Camilleri in fuga e Pantani a ruota

L'inizio sembra quello di uno dei suoi tanti gialli che lo hanno reso famoso, se non fosse che il protagonista non è il solito Montalbano ma proprio lui, Andrea Camilleri. Nella prima parte del suo ultimo Il colore del sole, infatti, Camilleri si immagina a Siracusa per assistere alla rappresentazione di una tragedia classica cui teneva molto. Uno strano individuo si siede prima vicino; uno spettatore non casuale come si scoprirà in seguito. In tasca, infatti, Camilleri si ritrova un biglietto con un numero da contattare. La telefonata va fatta solo da una cabina pubblica. Finito in un casale sperso, eccolo ritrovarsi tra le mani il diario, risalente a quattro secoli prima, scritto di proprio pugno da Michelangelo Merisi, meglio conosciuto come il Caravaggio.
A questo punto, Camilleri esce di scena e il libro si trasforma nel diario stesso, utilizzando un linguaggio seicentesco, che consente al lettore di seguire le peripezie del famoso connazionale. Approdato a Malta per entrare nell'Ordine dei locali Cavalieri, al fine di farsi cancellare la condanna a morte per omicidio che pende sulla sua testa, vediamo Caravaggio riparare, dopo un anno verso la Sicilia, braccato anche dalle sue ossessioni. Il tutto, mentre si avvicina la morte. Il libro si può tranquillamente leggere in un pomeriggio e lascia, alla fine, una sensazione di piacevole diversivo in attesa della prossima avventura del Commissario più famoso della letteratura contemporanea.

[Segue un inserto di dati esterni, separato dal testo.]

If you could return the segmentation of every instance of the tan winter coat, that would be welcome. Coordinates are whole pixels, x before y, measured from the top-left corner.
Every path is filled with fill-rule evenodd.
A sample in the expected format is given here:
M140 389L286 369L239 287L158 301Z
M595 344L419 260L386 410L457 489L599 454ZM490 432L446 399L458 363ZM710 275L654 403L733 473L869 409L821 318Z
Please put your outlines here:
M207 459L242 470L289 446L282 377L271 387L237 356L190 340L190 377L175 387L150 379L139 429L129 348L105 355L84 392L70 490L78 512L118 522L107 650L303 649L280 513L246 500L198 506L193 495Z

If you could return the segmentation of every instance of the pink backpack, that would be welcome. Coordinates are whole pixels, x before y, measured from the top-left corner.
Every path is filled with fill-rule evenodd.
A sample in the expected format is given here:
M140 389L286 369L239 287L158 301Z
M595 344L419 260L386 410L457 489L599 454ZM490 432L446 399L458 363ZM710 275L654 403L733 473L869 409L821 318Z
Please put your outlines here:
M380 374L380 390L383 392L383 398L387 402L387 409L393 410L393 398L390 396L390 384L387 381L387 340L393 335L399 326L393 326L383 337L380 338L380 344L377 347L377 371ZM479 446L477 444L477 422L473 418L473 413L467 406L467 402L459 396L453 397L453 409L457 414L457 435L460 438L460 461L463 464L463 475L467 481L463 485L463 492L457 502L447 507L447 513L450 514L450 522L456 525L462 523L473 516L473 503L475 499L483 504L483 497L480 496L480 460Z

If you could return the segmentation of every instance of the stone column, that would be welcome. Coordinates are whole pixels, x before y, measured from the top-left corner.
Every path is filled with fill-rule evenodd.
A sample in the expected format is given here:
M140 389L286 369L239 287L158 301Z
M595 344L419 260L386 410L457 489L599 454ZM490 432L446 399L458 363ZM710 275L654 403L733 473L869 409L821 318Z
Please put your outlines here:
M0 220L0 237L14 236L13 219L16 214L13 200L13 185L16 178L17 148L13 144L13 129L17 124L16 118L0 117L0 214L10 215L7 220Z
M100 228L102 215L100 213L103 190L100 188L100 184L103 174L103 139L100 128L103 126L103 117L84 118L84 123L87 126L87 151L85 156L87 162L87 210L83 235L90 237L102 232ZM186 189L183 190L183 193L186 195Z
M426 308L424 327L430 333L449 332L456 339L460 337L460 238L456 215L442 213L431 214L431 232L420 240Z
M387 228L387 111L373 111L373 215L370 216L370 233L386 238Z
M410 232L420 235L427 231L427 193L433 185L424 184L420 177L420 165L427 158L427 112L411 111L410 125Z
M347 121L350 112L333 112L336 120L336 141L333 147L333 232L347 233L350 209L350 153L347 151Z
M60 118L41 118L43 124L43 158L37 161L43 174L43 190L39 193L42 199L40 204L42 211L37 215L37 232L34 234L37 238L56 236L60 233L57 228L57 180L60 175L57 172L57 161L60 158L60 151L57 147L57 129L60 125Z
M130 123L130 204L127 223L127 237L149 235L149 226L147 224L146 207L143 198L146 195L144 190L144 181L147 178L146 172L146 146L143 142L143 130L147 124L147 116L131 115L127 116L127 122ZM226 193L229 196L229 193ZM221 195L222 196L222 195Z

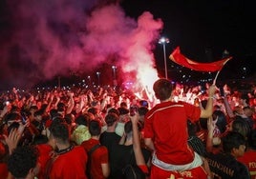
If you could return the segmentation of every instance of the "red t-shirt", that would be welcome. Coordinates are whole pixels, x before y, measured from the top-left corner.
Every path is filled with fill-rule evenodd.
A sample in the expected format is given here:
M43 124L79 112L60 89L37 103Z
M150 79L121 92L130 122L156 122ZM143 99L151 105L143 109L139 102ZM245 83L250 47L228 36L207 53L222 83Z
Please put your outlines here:
M238 161L245 164L249 170L251 178L256 178L256 150L247 150L242 157L237 158Z
M82 142L81 146L89 151L95 145L99 144L98 140L96 139L89 139L87 141ZM101 164L108 164L109 163L109 154L108 149L105 146L101 146L100 148L96 149L92 153L92 163L91 163L91 176L93 179L105 179L103 176Z
M187 143L187 120L199 120L200 108L184 102L163 102L145 116L144 138L154 141L157 157L173 165L191 163L194 151Z
M39 151L38 163L40 164L40 171L37 178L43 179L46 171L47 161L51 159L51 154L53 151L52 146L49 144L39 144L36 145L36 148Z
M80 146L70 151L59 154L50 171L50 178L54 179L87 179L87 153Z

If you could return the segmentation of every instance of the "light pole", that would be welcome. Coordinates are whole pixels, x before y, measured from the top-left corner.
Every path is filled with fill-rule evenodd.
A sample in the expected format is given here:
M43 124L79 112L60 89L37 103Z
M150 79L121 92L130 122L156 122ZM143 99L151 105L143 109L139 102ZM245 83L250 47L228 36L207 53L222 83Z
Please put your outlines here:
M165 78L168 79L168 74L167 74L167 65L166 65L166 52L165 52L165 45L168 44L170 41L166 37L161 37L159 40L159 44L162 44L162 49L163 49L163 58L164 58L164 70L165 70Z
M99 84L99 75L100 75L100 72L96 71L97 85L98 85L98 87L100 86L100 84Z
M88 87L91 88L91 76L87 76L88 79Z
M114 87L116 87L117 85L117 76L116 76L116 70L117 70L117 67L116 66L112 66L112 70L113 70L113 82L114 82Z

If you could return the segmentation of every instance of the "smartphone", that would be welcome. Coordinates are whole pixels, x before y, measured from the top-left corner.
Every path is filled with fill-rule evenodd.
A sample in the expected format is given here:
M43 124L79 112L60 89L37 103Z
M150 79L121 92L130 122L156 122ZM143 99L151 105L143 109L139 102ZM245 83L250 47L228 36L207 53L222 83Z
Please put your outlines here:
M24 112L21 112L21 121L22 124L25 125L27 123L27 115Z
M223 88L223 87L220 88L220 94L221 94L222 97L224 96L224 88Z

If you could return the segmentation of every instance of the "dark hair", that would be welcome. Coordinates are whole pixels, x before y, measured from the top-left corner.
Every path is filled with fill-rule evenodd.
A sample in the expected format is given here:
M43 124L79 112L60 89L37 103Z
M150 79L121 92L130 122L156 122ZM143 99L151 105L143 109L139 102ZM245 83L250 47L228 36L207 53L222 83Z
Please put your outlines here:
M169 80L161 78L154 83L153 90L156 97L160 101L163 101L171 96L173 88Z
M247 141L249 147L253 149L256 149L256 129L250 131Z
M141 106L141 107L146 107L146 108L148 108L148 102L146 101L146 100L139 100L139 105Z
M50 128L51 135L65 143L70 139L70 130L66 123L53 120Z
M25 178L35 168L38 150L32 146L17 147L8 160L8 170L16 178Z
M218 121L216 123L216 126L220 129L221 133L225 131L226 129L226 117L225 114L222 110L214 110L213 111L213 120L216 120L218 117Z
M119 114L120 115L124 115L124 114L128 114L129 113L129 109L125 109L123 107L118 108L117 110L119 111Z
M87 126L87 124L88 124L87 119L85 118L85 116L83 114L78 115L75 118L75 123L76 123L76 125L84 125L84 126Z
M250 128L244 118L237 117L232 123L232 131L237 131L247 137L250 132Z
M142 129L142 125L140 122L138 123L138 129L140 131ZM130 133L133 130L132 121L127 121L124 125L125 133Z
M35 135L32 141L32 145L46 144L48 142L48 137L43 134Z
M91 107L90 109L88 109L87 111L90 112L90 113L92 113L92 114L94 114L94 115L96 115L97 109L96 109L96 108L95 108L95 107Z
M105 116L105 122L108 127L111 127L117 120L118 120L118 116L114 112L108 113Z
M139 115L145 115L147 112L148 112L148 108L146 108L146 107L139 107L139 109L138 109L138 113L139 113Z
M59 102L57 104L57 111L64 111L65 110L65 104L63 102Z
M99 121L97 120L92 120L89 123L89 132L92 136L97 136L101 133L101 126Z
M120 114L119 110L117 110L117 109L115 109L115 108L110 109L108 110L108 113L116 113L117 115L119 115L119 114Z
M239 149L241 145L245 145L245 138L237 131L229 131L222 138L223 149L226 153L230 153L233 149Z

«Le emozioni più forti le ho provate lungo le strade, quando sentivo la gente che gridava così tanto Vai, Pantani! che mi veniva il mal di testa». Prendendo spunto da quel libro, Pier Bergonzi, Davide Cassani e Ivan Zazzaroni hanno consegnato, a Mondadori, Vai, Pantani, un cofanetto che celebra il «Pirata» del ciclismo italiano, scomparso tre anni fa. La confezione contiene libro + dvd, che rendono tributo all'indimenticabile campione romagnolo. Una bella carrellata di immagini, che spaziano dalla gioventù alla tragica fine, passando attraverso le sue imprese più spettacolari che lo hanno consegnato alla storia del ciclismo.
Sta andando bene Una vita con Karol il libro-conversazione di Gian Franco Svidercoschi con Stanislao Dziwisz, l'uomo, cioè, che per oltre quarant'anni ha fatto da segretario a Karol Wojtyla. Una testimonianza preziosa, ricca di aneddoti, curiosità, episodi inediti; un atto di amicizia verso un uomo straordinario anche nel privato.
I libri più letti a Milano dal 5 all'11 febbraio 2007.
1) Scusa ma ti chiamo amore (Moccia); 2) Boccamurata (Agnello Hornby); 3) Il colore del sole (Camilleri); 4) Everyman (Roth); 5) La cattedrale del mare (Falcones); 6) Una vita con Karol (Dziwisz); 7) Ritorno a Baraule (Niffoi); 8) Hannibal Lecter (Harris); 9)Il cacciatore di aquiloni (Hosseini); 10) Rivergination (Littizzetto).